The hospital said the officers are in a stable condition and some will soon be discharged. This comes as reinforcements of a combined force from the military and police is deployed to Baragoi to deal with the situation.

On Monday this week, community leaders in Turkana said during the encounter between the security forces and rustlers, four people from the village were injured.

Most of the members of the Turkana community in Baragoi have fled; fearing reprisals after 12 Samburu people were killed in an earlier incident.

The Samburu had on October 30 decided to go to Lomirok to recover the 450 cattle the Turkana raiders had stolen from them on October 20.

They were ambushed by the Turkana and 12 Samburu warriors killed. Tension remained high in Baragoi with leaders calling on the government to devise another method of fighting cattle rustlers.

"The killing of the security officers is a clear indication that police are inadequately prepared to handle such cattle rustlers. We need a special police force for this - even if it means restructuring the Kenya Police Reservists," Hilary Halkano who works with an NGO in northern Kenya said in a statement.

He said it is the Kenya Police Reservists (KPR) locally known as home guards - who normally recovers stolen animals since they know the terrain of the area.

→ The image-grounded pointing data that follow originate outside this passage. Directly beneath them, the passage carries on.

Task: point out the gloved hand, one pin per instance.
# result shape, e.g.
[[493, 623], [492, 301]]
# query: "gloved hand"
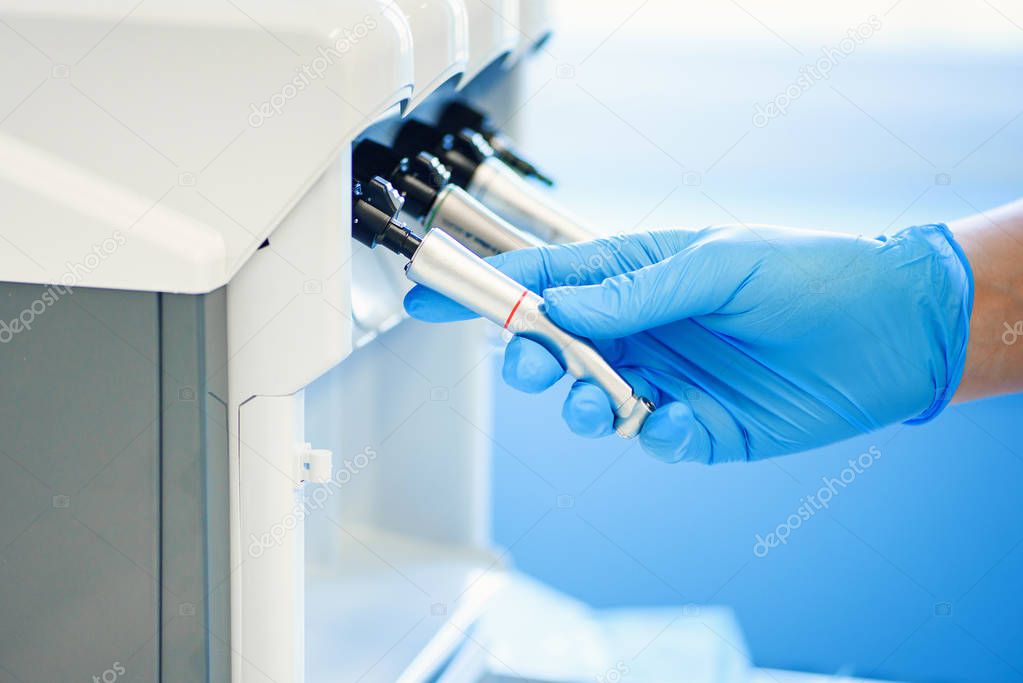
[[752, 342]]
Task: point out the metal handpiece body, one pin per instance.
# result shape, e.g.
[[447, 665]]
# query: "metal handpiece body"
[[481, 230], [445, 266], [524, 205]]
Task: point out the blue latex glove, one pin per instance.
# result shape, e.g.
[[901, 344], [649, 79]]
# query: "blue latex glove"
[[753, 342]]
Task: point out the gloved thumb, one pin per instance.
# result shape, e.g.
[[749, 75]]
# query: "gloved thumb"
[[690, 283]]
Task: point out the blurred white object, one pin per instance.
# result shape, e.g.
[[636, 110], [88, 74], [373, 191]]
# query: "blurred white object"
[[533, 633]]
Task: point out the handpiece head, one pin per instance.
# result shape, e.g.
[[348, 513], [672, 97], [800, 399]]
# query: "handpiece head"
[[375, 206]]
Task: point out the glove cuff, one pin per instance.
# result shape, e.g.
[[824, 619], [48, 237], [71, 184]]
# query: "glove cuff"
[[957, 293]]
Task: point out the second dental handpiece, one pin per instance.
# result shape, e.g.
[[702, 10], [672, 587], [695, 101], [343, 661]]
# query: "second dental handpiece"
[[436, 202], [439, 262]]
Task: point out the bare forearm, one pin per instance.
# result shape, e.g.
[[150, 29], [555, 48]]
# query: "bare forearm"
[[993, 243]]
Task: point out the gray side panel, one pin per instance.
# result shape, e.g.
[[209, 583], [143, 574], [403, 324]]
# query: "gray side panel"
[[79, 486], [194, 537]]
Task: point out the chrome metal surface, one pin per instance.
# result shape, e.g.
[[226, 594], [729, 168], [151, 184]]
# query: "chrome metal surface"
[[525, 206], [445, 266], [476, 227]]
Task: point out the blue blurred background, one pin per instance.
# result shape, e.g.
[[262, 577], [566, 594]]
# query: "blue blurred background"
[[643, 111]]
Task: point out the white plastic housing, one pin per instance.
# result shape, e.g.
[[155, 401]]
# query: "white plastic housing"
[[440, 37], [535, 26], [206, 123], [492, 34]]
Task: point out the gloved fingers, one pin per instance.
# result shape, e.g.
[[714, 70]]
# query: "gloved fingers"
[[587, 411], [542, 267], [590, 262], [425, 304], [694, 282], [672, 434], [529, 367]]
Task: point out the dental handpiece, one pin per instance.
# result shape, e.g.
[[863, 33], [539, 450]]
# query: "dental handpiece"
[[439, 262], [433, 200], [459, 116], [475, 167]]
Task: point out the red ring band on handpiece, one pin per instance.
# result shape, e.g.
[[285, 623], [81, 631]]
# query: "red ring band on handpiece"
[[515, 308]]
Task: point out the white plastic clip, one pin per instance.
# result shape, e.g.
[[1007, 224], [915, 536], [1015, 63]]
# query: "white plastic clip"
[[315, 464]]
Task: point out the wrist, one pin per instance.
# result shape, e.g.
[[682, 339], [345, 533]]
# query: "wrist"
[[948, 301], [993, 244]]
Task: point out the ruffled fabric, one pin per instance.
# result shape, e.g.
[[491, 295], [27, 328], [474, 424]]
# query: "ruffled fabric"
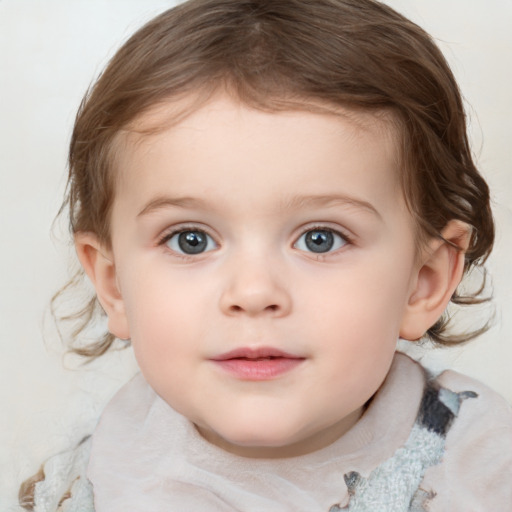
[[65, 487]]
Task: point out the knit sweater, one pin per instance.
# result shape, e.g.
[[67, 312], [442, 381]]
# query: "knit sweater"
[[422, 445]]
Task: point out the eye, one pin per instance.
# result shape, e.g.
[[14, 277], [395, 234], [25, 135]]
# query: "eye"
[[320, 241], [191, 241]]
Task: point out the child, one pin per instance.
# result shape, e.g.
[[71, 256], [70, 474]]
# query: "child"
[[266, 195]]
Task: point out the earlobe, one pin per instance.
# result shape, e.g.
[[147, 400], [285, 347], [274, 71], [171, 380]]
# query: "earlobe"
[[437, 278], [98, 263]]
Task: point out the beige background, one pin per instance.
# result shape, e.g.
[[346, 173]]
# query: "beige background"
[[49, 52]]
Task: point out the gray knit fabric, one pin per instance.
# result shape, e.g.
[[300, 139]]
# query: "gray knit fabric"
[[393, 486]]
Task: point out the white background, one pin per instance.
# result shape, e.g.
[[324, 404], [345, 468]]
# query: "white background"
[[50, 50]]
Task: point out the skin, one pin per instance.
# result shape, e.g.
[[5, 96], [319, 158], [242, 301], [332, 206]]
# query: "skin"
[[254, 183]]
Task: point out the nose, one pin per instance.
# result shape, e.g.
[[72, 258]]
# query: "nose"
[[255, 288]]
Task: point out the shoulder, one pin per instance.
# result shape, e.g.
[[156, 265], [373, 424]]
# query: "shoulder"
[[65, 487], [476, 469]]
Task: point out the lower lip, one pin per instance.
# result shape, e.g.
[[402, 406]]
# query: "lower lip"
[[259, 369]]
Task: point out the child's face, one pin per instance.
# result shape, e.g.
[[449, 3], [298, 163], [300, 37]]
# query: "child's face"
[[265, 262]]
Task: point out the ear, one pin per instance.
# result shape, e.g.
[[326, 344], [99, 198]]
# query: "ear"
[[439, 274], [98, 263]]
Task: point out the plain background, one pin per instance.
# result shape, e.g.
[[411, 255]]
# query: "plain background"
[[50, 50]]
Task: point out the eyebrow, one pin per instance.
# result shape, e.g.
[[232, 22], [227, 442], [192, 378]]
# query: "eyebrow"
[[162, 202], [294, 203], [329, 201]]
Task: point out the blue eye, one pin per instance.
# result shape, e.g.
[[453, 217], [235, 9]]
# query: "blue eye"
[[320, 241], [192, 241]]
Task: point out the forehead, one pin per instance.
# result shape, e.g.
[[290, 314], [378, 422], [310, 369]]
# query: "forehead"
[[215, 143]]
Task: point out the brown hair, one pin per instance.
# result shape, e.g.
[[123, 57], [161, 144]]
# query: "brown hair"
[[276, 54]]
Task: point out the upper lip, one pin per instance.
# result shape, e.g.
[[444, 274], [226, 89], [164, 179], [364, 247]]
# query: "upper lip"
[[255, 353]]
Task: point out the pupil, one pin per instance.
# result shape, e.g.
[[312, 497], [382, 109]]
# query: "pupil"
[[192, 242], [319, 241]]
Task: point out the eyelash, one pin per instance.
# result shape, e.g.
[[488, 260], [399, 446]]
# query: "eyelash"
[[347, 239], [164, 239]]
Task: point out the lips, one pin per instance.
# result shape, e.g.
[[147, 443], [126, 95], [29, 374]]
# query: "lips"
[[263, 363]]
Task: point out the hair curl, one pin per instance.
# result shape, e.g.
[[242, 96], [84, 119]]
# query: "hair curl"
[[276, 54]]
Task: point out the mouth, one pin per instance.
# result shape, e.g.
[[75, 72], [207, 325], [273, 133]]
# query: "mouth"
[[264, 363]]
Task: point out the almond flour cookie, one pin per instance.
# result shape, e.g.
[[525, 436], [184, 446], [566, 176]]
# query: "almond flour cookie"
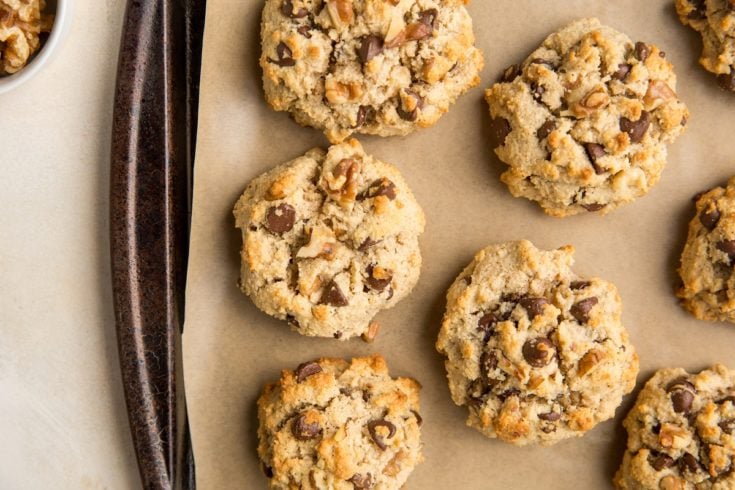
[[715, 21], [681, 433], [333, 424], [536, 353], [379, 67], [584, 121], [708, 290], [329, 239]]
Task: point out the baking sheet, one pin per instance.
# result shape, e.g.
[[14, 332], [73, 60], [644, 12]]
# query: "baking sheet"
[[231, 349]]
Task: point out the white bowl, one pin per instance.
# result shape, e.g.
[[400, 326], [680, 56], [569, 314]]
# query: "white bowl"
[[47, 50]]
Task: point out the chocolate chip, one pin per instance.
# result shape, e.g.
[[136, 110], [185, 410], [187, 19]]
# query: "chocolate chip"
[[682, 395], [727, 246], [381, 187], [288, 10], [487, 324], [365, 114], [581, 310], [593, 207], [370, 47], [709, 218], [579, 284], [362, 482], [303, 430], [499, 130], [369, 242], [642, 51], [688, 463], [727, 81], [550, 417], [510, 74], [636, 129], [285, 56], [595, 151], [660, 461], [280, 219], [538, 352], [307, 369], [378, 284], [428, 17], [534, 306], [377, 438], [546, 129], [622, 72], [333, 296]]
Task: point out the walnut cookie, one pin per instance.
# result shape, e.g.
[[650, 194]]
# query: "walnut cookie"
[[21, 23], [537, 354], [584, 121], [681, 433], [333, 424], [715, 21], [382, 67], [708, 278], [329, 239]]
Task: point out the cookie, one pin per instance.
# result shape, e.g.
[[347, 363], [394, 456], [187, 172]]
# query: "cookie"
[[715, 21], [708, 279], [329, 239], [583, 123], [367, 66], [536, 353], [681, 433], [333, 424]]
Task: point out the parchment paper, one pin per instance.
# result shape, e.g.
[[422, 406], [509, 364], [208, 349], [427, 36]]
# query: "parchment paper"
[[231, 349]]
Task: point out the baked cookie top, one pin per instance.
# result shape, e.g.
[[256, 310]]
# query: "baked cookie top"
[[715, 21], [333, 424], [708, 289], [380, 67], [329, 239], [535, 353], [681, 433], [584, 121]]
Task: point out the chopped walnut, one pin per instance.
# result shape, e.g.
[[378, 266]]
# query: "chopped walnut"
[[21, 22]]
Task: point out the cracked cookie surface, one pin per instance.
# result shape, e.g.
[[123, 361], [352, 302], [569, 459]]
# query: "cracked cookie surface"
[[382, 67], [333, 424], [681, 433], [715, 21], [708, 261], [329, 239], [584, 121], [537, 354]]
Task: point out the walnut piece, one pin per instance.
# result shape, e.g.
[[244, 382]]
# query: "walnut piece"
[[21, 22]]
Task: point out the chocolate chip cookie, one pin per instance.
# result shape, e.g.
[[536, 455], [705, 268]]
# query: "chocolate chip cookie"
[[329, 239], [536, 353], [584, 121], [715, 21], [333, 424], [367, 66], [708, 289], [681, 433]]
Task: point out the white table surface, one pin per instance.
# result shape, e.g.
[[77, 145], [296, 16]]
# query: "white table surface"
[[62, 414]]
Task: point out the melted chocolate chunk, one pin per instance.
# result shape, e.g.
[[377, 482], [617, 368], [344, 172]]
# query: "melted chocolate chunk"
[[581, 310], [280, 219]]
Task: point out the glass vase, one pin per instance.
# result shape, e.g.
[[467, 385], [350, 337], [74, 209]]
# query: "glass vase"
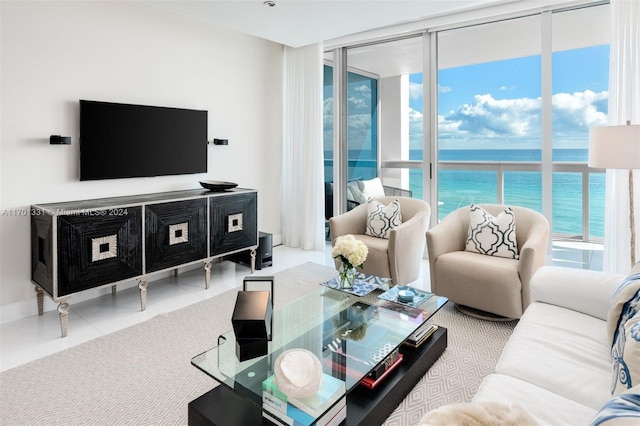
[[347, 276]]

The Independent Policing Oversight Authority announced it would investigate the operation and why it went wrong. "The Board is extending its deep felt condolences to families of the slain officers and wish quick recovery to the injured officers," a statement from the authority said.

Decisive government action

The chairman of the National Security Committee, Fred Kapondi, said the attackers should be made to "feel the heat" of decisive government action.

"The government should come out in full force. Let the bandits feel the heat. Let them feel the strong arm of the law," Kapondi said in a press conference at Parliament Buildings. He urged the government not to pay attention to expected complaints from leaders in Baragoi if strong action is taken.

But what really makes the terrain of killing fields of Baragoi unique? First of all, roads leading to Baragoi and Suguta Marmar which are the most feared bandit-prone areas are impassable making it very difficult for the security forces to penetrate every time there is a problem there.

Secondly, the bandit infested areas have a hiding forest in the Suguta Marmar valley that no security officer have dared to get into for fear of lethal attacks from armed gangsters, who are said to posses superior weapons than our own security personnel.

Thirdly, tales are rife that livestock stolen either from the Pokot, Turkana or Samburu taken into the "magic" valley normally come out with different colours. For example, a white cow will turn completely black on entering Suguta Marmar Valley.

When I joined some local and foreign journalists, in the 1990s, on a mission to unveil the myth of the valley, our pilot refused to fly over the valley for fear of an attack by missile-carrying bandits who rule the region.

We came back without any story because the people we talked to avoided answering questions about the magic valley. The numbers of people, among them security personnel, who have been killed or disappeared mysteriously in the killing fields, have not been confirmed by the government because some cases normally go unreported.